O uso de animais em pesquisas e testes científicos no Brasil

Enviada em 19/09/2019

Cada vida importa

O envio da cadela Laika para o espaço, durante o período da “Corrida Espacial”, em 1957. A utilização do gado, no período colonial, para girar os moinhos canavieiros. Esses exemplos revelam que a utilização de animais em prol da humanidade existe há tempos. Entretanto, no cenário atual, essa prática ultrapassou os limites da ética, uma vez que muitas espécies são utilizadas em pesquisas científicas, o que proporciona sofrimento a até a morte dessas cobaias. Com isso, cabe averiguar com maior amplitude essa questão no Brasil.

Em análise primária, ressalta-se que as pesquisas de laboratórios envolvendo animais contribuiu muito para o avanço da ciência encontrada hoje. Edward Jenner, a título de exemplo, descobriu a vacina contra a varíola, no século XVIII, por meio da inserção do “conwpox”, o vírus que afetava somente as vacas, em um ser humano.
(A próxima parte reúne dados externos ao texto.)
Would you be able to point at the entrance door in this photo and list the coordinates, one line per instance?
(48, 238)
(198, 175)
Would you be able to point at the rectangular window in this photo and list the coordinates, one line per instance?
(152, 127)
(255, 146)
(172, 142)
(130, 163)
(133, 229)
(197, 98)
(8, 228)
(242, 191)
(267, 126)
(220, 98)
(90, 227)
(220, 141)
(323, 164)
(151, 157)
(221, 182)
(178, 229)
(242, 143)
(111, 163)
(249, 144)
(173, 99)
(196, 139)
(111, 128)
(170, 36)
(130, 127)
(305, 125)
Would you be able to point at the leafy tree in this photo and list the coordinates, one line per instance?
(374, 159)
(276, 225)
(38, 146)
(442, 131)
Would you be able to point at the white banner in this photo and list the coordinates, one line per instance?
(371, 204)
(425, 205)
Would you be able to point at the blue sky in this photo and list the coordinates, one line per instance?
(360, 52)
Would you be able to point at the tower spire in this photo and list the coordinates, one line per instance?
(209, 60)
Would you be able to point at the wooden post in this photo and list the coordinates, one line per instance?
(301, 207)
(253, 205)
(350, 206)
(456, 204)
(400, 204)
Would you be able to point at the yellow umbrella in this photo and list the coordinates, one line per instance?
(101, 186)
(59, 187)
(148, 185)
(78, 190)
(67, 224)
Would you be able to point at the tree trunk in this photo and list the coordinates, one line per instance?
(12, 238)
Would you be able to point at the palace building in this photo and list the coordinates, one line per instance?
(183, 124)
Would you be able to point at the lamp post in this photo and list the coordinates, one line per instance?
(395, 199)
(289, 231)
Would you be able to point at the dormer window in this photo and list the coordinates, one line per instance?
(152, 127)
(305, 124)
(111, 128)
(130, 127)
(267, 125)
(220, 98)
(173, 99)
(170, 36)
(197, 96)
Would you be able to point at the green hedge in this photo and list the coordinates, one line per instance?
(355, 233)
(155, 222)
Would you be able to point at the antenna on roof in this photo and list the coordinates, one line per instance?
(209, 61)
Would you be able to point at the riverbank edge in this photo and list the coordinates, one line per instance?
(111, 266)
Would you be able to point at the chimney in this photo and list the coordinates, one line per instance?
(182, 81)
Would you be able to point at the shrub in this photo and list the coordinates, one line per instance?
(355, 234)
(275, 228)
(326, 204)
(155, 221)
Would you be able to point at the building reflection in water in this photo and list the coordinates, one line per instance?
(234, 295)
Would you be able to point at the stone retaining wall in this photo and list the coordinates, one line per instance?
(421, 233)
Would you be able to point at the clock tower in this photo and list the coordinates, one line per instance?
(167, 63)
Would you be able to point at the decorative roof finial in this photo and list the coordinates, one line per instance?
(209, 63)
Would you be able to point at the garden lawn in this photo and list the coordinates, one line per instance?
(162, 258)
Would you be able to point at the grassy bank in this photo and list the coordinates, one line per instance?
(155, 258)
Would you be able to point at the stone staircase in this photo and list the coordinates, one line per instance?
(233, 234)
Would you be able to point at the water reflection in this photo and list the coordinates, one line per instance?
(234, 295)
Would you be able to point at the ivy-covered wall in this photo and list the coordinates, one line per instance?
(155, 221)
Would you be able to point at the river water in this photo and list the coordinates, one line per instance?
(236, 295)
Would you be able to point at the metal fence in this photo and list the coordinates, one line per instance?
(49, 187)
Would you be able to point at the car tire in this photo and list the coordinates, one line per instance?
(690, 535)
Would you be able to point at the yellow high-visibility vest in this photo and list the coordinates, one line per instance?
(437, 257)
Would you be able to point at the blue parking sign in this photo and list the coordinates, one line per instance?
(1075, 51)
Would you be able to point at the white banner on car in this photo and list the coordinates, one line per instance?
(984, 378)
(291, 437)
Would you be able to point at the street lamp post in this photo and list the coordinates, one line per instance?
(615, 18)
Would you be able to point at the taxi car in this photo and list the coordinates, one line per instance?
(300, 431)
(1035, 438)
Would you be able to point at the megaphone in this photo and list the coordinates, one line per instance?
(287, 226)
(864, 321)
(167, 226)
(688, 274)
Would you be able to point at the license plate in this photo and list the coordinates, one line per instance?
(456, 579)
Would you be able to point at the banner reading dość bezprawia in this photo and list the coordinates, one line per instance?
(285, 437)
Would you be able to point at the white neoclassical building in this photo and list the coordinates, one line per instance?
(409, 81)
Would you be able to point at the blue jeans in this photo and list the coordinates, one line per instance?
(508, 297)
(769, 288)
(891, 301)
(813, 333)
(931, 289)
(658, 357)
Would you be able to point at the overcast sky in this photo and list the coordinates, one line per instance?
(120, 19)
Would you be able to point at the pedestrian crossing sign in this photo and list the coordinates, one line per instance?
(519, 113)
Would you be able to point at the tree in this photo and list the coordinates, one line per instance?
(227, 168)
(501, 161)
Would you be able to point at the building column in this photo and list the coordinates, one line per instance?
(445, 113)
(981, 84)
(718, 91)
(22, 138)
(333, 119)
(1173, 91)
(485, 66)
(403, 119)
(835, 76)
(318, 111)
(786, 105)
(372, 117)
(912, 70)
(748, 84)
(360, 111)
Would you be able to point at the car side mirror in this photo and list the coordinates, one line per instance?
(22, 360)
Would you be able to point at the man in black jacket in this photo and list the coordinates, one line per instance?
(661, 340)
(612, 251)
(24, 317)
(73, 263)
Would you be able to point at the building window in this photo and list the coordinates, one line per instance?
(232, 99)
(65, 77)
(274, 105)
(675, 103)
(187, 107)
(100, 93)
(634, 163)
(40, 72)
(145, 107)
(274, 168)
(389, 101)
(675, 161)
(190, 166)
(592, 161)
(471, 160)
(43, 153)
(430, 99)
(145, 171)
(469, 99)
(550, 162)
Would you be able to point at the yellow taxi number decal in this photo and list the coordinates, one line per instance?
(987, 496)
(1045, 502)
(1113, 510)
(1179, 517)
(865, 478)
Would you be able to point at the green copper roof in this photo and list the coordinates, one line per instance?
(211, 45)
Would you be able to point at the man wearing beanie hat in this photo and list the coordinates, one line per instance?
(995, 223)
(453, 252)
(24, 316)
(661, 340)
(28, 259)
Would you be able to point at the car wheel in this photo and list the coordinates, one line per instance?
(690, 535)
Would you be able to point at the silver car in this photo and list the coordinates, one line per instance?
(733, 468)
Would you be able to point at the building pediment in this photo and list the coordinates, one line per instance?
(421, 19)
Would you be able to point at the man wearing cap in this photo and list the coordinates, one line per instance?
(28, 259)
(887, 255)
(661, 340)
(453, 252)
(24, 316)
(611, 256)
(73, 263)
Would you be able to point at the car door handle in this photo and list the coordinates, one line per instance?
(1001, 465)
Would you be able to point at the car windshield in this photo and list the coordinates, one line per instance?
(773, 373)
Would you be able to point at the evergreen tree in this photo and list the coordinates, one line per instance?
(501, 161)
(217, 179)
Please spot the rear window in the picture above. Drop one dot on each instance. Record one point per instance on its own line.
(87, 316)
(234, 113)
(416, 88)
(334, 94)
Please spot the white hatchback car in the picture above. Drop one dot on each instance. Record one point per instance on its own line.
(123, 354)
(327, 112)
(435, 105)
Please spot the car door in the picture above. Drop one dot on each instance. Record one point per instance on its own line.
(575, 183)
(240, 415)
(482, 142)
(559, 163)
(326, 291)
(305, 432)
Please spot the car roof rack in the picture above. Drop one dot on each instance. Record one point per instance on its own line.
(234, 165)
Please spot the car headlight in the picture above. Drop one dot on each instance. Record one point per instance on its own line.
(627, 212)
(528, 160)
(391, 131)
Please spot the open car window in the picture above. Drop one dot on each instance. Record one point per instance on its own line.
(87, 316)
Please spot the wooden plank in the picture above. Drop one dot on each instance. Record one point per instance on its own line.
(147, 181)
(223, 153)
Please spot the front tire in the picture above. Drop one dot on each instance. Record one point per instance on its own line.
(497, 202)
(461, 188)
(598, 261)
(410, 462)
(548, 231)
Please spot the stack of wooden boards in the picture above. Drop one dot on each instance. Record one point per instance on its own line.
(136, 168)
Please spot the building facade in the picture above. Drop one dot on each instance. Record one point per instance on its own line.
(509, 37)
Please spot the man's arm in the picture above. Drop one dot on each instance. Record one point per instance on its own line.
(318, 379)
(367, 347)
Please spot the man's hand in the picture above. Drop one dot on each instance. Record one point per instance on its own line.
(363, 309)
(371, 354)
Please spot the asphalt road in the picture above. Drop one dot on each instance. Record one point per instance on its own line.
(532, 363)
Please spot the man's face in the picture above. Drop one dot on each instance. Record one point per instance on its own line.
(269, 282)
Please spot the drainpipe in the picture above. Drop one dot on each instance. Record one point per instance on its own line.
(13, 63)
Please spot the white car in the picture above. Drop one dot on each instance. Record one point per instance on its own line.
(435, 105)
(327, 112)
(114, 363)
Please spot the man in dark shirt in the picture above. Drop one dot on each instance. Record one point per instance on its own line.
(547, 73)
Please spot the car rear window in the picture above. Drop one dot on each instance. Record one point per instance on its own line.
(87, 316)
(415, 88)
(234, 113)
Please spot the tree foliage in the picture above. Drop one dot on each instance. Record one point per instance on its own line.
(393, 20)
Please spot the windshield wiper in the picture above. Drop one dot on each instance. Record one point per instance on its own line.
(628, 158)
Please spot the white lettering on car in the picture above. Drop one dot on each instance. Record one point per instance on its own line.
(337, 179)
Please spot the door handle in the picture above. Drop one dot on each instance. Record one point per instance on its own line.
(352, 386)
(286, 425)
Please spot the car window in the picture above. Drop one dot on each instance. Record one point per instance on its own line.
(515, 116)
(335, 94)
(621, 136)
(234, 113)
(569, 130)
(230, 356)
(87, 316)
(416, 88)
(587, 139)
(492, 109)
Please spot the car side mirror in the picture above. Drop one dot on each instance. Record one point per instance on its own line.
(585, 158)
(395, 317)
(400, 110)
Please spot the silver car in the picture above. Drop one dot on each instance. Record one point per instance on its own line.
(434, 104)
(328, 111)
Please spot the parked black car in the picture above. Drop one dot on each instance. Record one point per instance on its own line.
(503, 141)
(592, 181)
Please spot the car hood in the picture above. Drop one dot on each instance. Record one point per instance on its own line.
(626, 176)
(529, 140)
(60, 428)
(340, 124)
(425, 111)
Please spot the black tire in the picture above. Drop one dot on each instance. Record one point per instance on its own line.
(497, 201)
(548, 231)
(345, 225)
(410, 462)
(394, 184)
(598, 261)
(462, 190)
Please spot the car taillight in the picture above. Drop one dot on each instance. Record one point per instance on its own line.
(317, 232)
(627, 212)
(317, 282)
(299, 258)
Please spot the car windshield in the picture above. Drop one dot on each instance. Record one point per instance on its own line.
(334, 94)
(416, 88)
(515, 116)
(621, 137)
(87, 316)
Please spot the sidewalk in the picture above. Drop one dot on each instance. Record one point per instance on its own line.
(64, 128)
Essa descoberta, às custas de animais, possibilitou a erradicação dessa patologia, a qual matou mais de 500 milhões de pessoas até o século XX. Desse modo, compreende-se que é possível a conciliação entre a utilização indolor de animais e o desenvolvimento científico.

Porém, a realidade do Brasil é outra. Mesmo com sites, como o “descoleco”, que evidenciam quais empresas não utilizam bichos na fabricação de produtos, os brasileiros ainda contribuem com essa prática imoral. As industrias estéticas, principalmente, utilizam ratos, coelhos e cachorros para testarem a qualidade de seus lançamentos e o os prejuízos que poderão causar aos humanos. Para ilustrar essa falsa ideia de superioridade perante aos animais, o Instituto Royal, fábrica de produtos de beleza, foi invadida por ativistas, em 2013, por estar utilizando cães da raça “beaggle” em seus experimentos e, em seguida, sacrificando-os. Perante esse exemplo, torna-se imprescindível uma revisão nos atos referentes à utilização de outras espécies para satisfazer as necessidades humanas.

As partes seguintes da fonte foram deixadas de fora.